Chemotherapy uses drugs to destroy cancer cells. Chemotherapy for colon cancer is usually given after surgery if the cancer has spread to the lymph nodes. In this way, chemotherapy may help reduce the risk of cancer recurrence.

Chemotherapy can also be given to relieve symptoms of colon cancer that has spread to other areas of the body. Chemotherapy may be used before surgery to shrink the cancer before an operation. In people with rectal cancer, chemotherapy is typically used along with radiation therapy.

Radiation therapy

Radiation therapy uses powerful energy sources, such as X-rays, to kill cancer cells that might remain after surgery, to shrink large tumors before an operation so that they can be removed more easily, or to relieve symptoms of colon cancer and rectal cancer.

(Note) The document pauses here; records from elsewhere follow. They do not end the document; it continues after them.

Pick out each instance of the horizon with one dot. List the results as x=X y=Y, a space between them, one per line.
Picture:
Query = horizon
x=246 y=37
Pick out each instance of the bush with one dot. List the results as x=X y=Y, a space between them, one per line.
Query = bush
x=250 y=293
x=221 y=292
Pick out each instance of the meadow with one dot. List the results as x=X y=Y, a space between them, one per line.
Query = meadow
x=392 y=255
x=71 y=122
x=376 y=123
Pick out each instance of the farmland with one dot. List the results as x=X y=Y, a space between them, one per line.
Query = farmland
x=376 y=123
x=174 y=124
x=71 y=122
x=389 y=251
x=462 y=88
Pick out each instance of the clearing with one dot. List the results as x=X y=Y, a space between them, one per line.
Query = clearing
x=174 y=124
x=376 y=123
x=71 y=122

Radiation therapy is rarely used in early-stage colon cancer, but is a routine part of treating rectal cancer, especially if the cancer has penetrated through the wall of the rectum or traveled to nearby lymph nodes. Radiation therapy, usually combined with chemotherapy, may be used after surgery to reduce the risk that the cancer may recur in the area of the rectum where it began.

Targeted drug therapy

Drugs that target specific defects that allow cancer cells to grow are available to people with advanced colon cancer, including bevacizumab (Avastin), cetuximab (Erbitux), panitumumab (Vectibix) and regorafenib (Stivarga). Targeted drugs can be given along with chemotherapy or alone. Targeted drugs are typically reserved for people with advanced colon cancer.

Some people are helped by targeted drugs, while others are not. Researchers are working to determine who is most likely to benefit from targeted drugs. Until then, doctors carefully weigh the limited benefit of targeted drugs against the risk of side effects and the expensive cost when deciding whether to use these treatments.